How do I ensure guaranteed delivery?
How do I ensure security of the messages over the Internet?
What are best practices for handling concurrency issues?
What are best practices for error handling?
How do I ensure reliability of the data (data is not tampered along the way)
How do I ensure the receipt of the data back to the Sender?
What are the constraints that I need to be aware of?
I need to implement this on MS platform using a custom .NET solution. I was told not to use any middleware like BizTalk. The receiver is an SDFC instance, if that matters.
Any pointers are greatly appreciated. Thank you.
A Windows Service that orchestras the exchange sounds fine.
Yes WCF can deal with traditional Web Services.
How do I ensure guaranteed delivery?
To ensure delivery you can use TransactionScope to handle the passing of data between the
Receiver <=> Intermediate Layer and Intermediate Layer <=> Sender but I wouldn't try and do them together.
You might want to consider some sort of queuing mechanism to send the data to the receiver; I guess I'm thinking more of a logical queue rather than an actual queuing component. A workflow framework could also be an option.
make sure you have good logging / auditing in place; make sure it's rock solid, has the right information and is easy to read. Assuming you write a service it will execute without supervision so the operational / support aspects are more demanding.
Think about scenarios:
How do you manage failed deliveries?
What happens if the reciever (or sender) is unavailbale for periods of time (and how long is that?); for example: do you need to "escalate" to an operator via email?
How do I ensure security of the messages over the Internet?
HTTPS. Assuming other existing clients make calls to the Web Services how do they ensure security? (I'm thinking encryption).
What are best practices for handling concurrency issues?
Hmm probably a separate question. You should be able to find information on that easily enough. How much data are we taking? what sort of frequency? How many instances of the Windows Service were you thinking of having - if one is enough why would concurrency be an issue?
What are best practices for error handling?
Same as for concurrency, but I can offer some pointers:
Use an established logging framework, I quite like MS EntLibs but there are others (re-using whatever's currently used is probably going to make more sense - if there is anything).
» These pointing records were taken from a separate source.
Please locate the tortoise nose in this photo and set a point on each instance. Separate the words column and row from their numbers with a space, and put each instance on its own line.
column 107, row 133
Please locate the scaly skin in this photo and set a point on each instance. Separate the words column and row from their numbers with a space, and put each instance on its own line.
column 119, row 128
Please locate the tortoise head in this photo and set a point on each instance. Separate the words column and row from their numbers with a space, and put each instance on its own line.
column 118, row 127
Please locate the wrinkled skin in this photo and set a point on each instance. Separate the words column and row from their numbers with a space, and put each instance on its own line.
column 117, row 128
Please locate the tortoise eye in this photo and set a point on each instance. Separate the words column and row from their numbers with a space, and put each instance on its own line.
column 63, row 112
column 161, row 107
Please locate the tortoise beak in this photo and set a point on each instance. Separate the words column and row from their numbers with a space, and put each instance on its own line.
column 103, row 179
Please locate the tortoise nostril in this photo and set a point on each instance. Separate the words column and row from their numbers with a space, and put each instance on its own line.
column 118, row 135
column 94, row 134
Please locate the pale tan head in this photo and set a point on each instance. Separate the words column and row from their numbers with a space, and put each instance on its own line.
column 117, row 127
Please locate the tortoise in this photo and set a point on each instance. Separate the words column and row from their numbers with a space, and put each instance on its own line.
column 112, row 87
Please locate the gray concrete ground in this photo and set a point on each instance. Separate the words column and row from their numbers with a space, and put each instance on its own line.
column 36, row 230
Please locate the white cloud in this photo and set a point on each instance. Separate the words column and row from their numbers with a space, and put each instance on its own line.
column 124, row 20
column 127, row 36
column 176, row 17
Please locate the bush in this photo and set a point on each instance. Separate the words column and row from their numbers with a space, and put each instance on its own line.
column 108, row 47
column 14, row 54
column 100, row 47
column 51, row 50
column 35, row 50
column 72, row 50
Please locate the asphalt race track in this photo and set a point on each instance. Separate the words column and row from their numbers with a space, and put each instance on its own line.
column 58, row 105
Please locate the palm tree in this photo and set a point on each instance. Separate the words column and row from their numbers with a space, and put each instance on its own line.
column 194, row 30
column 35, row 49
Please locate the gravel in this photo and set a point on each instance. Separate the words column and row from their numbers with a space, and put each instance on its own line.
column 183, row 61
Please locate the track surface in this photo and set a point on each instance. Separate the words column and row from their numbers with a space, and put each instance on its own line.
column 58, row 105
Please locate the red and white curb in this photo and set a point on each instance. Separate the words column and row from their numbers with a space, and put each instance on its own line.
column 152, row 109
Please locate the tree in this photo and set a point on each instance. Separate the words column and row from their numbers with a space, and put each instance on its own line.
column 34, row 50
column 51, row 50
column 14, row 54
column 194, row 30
Remember that execution is unattended so ensure information is complete, clear and unambiguous. I'd be tempted to log more and dial it down once a level of comfort is reached.
use a top level handler to ensure nothing get's lost; but don;t be afraid to log deep in the application where you can still get useful context (like the metadata of the data being sent / recieved).
How do I ensure the receipt of the data back to the Sender?
Include it (sending the receipt) as a step that is part of the transaction.
On a different angle - have a look on CodePlex for ESB type libraries, you might find something useful: http://www.codeplex.com/site/search?query=ESB&ac=8
For example ESBasic which seems to be a class library which you could reuse.